Tip: Keep your writing formal!

Even though you are writing about your personal experience and learning, your audience may still be an academic one. Consult the assignment guidelines or ask your instructor to find out whether your writing should be formal or informal.

Time to get writing! Work from your outline and give yourself enough time for a first draft and revisions.

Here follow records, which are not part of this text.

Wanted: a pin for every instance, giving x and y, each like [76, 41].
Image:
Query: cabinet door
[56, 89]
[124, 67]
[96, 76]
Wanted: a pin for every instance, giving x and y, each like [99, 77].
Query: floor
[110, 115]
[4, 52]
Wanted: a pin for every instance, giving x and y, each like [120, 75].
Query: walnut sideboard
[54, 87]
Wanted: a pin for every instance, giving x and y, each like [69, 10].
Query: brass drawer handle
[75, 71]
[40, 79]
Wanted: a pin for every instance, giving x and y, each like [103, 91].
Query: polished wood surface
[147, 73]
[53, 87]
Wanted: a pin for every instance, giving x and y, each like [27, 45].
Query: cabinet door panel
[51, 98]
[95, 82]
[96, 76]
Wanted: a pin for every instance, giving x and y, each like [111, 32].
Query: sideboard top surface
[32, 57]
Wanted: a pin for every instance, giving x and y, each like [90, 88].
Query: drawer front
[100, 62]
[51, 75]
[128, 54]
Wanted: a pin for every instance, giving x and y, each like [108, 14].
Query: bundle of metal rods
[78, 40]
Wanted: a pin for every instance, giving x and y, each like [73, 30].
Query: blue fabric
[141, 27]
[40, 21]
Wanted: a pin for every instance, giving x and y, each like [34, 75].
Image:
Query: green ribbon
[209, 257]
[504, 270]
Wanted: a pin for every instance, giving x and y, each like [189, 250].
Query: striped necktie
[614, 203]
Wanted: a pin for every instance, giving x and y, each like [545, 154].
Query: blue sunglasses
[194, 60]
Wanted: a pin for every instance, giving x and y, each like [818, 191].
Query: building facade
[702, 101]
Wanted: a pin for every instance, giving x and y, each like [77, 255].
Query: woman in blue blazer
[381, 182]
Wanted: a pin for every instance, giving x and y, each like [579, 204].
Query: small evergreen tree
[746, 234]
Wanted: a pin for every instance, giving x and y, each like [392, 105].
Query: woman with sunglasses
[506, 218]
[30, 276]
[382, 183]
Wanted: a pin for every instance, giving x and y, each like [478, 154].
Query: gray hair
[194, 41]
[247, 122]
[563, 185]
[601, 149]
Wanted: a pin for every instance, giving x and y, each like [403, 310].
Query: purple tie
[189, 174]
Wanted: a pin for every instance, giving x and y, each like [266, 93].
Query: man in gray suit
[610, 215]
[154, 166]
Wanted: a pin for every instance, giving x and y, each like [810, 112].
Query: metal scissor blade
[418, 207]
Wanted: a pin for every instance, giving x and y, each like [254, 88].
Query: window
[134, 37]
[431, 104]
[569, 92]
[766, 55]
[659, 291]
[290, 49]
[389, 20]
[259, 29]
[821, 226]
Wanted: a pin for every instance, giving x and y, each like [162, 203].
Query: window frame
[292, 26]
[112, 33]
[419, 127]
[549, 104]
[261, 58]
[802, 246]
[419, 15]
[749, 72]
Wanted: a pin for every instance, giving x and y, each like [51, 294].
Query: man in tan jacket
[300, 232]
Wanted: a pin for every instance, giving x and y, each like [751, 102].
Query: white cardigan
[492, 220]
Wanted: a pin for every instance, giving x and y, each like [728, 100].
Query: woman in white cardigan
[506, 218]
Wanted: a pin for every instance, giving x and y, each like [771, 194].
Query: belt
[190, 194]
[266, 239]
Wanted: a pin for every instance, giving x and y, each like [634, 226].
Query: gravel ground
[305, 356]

Sample Critical Reflection

Below are sample annotated paragraphs from one student’s critical reflection for a course on society and privilege.

Introduction

Background/context of reflection: I became aware of privileged positions in society only in recent years. I was lucky enough, privileged enough, to be ignorant of such phenomena, but for some, privilege is a daily lesson of how they do not fit into mainstream culture. In the past, I defined oppression as only that which is obvious and intentional. I never realized the part I played. However, during a class field study to investigate privileged positions in everyday environments, I learned otherwise. Thesis: Without meaning to, I caused harm by participating in a system where I gained from others’ subtle oppression. In one of these spaces, the local mall, everything from advertisements to food to products, to the locations of doorways, bathrooms and other public necessities, made clear my privilege as a white, heterosexual male.

Body paragraph

Topic sentence: Peggy McIntosh describes privilege as an invisible knapsack of tools and advantages. This description crystalized for me when I shopped for a greeting card at the stationary store. There, as a white, heterosexual male, I felt comfortable and empowered to roam about the store as I pleased. I freely asked the clerk about a mother’s day card. Writer’s past position: Previously, I never considered that a store did anything but sell products. However, when I asked the sales clerk for same sex greeting cards, she paused for a few seconds and gave me a look that made me feel instantly uncomfortable. Some customers stopped to look at me. I felt a heat move over my face. I felt, for a moment, wrong for being in that store.  I quickly clarified that I was only doing a report for school, implying that I was not in fact homosexual. Writer’s current position: The clerk’s demeanor changed. I was free to check, she said.  It was the only time during the field study that I had felt the need to explain what I was doing to anyone. I could get out of the situation with a simple clarification. But what if I really was a member of the homosexual community? The looks and the silence taught me that I should be feared.  I realized that, along with its products, the store was selling an image of normal. But my “normality” was another person’s “abnormality.”  After I walked out of the store I felt guilty for having denied being homosexual.

Conclusion

Summer of learning: At the mall I realized how much we indirectly shame nonprivileged groups, even in seemingly welcoming spaces. That shame is supported every time I or any other privileged individual fails to question our advantage. And it leads to a different kind of shame carried by privileged individuals, too. Value for self and others: All of this, as Brown (2003) documents, is exacerbated by silence. Thus, the next step for me is to not only question privilege internally, but to publicly question covert bias and oppression. If I do, I may very well be shamed for speaking out. But my actions might just encourage other people to speak up as well.